Let $YZ$ meet $AD$ at $N$. Let $K$ be midpoint of $AD$. $AK = \frac{AD}{2} = \frac{bc}{b+c}.\cos{\frac{A}{2}}$ and $AN = (p-a).\cos{\frac{A}{2}}$ so we need to prove $p-a = \frac{bc}{b+c}$ or $b+c-a = \frac{2bc}{b+c}$ or $b^2 + c^2 = a(b+c)$ Claim $: b^2 + c^2 = a(b+c)$ Proof $:$ Note that $\frac{CM}{BM} = \frac{\sin{MAC}}{\sin{MAB}}.\frac{b}{c} \implies \frac{\sin{MAC}}{\sin{MAB}} = \frac{c}{b}$. Note that $\frac{\sin{XAB}}{\sin{XAC}} = \frac{\sin{MAC}}{\sin{MAB}}$ so $\frac{BX}{CX} = \frac{\sin{XAB}}{\sin{XAC}}.\frac{c}{b} = \frac{c^2}{b^2}$ so $\frac{a+c-b}{a+b-c} = \frac{c^2}{b^2} \implies (b-c)(a(b+c)-b^2-c_2) = 0$ and since $ABC$ is scalen then $a(b+c)-b^2-c^2 = 0 \implies b^2 + c^2 = a(b+c)$.

Solved with Om245. An exercise in harmonics! Just to be complete we prove both directions but they are exactly the same. Forward implication ( $\angle BAX=\angle MAC$) : It is not hard to see that this angle condition simply says that $X$ lies on the $A-$symmedian.
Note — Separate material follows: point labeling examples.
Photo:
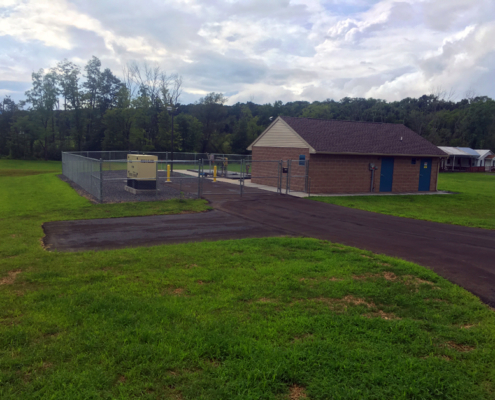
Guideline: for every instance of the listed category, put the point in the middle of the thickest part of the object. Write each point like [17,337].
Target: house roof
[354,137]
[458,151]
[483,153]
[470,151]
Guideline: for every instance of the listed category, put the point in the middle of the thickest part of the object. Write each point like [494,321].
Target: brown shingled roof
[334,136]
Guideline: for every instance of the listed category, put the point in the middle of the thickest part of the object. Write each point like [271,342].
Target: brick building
[338,156]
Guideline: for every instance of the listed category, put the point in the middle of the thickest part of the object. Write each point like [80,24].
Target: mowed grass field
[473,205]
[276,318]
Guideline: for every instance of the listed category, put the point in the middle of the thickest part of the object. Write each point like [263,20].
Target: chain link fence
[104,179]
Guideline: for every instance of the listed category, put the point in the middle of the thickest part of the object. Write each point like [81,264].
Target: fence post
[101,180]
[199,178]
[287,180]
Let the second intersection of the $A-$symmedian and $(ABC)$ be $R$. Further, let the intersection of lines $\overline{YZ}$ and $\overline{BC}$ be $T$. Then, we know that $(AR;BC)=-1$. But, we also know that, \[-1=(TX;BC)\overset{A}{=}(A'R;BC)\]where $A'$ is the second intersection of line $\overline{AT}$ with $(ABC)$. Combining this with the previous observation it follows that $AT$ must be a tangent to $(ABC)$. Now, notice that this implies, \[\measuredangle DAT = \measuredangle DAB + \measuredangle BAT = \measuredangle CAD + \measuredangle BCA = \measuredangle BDA = \measuredangle TDA\]from which it follows that $\triangle TAD$ is isosceles. But, it is clear that $YZ$ is the $T$-altitude of this triangle since it is well known that $YZ$ is perpendicular to the $A$-angle bisector. Since the altitude between the two equal sides of an isosceles triangle is also a perpendicular bisector, it follows that $\overline{YZ}$ bisects $AD$ as desired. Reverse Implication ($YZ$ passes through the midpoint of $AD$. ) Proof : It is clear that now, in addition to being the $T$-altitude, $YZ$ is also the perpendicular bisector of $AD$. Thus, $T$ is equidistant to points $A$ and $D$ which implies, \[\measuredangle BAT = \measuredangle DAT + \measuredangle BAD = \measuredangle TDA + \measuredangle BAD = \measuredangle BDA + \measuredangle DAC = \measuredangle DCA = \measuredangle BCA\]from which it follows that $AT$ is a tangent to $(ABC)$. Now, since we know that, \[-1=(TX;BC) \overset{A}{=}(AR;BC)\]from which it is clear that $X$ lies on the $A$-symmedian as desired.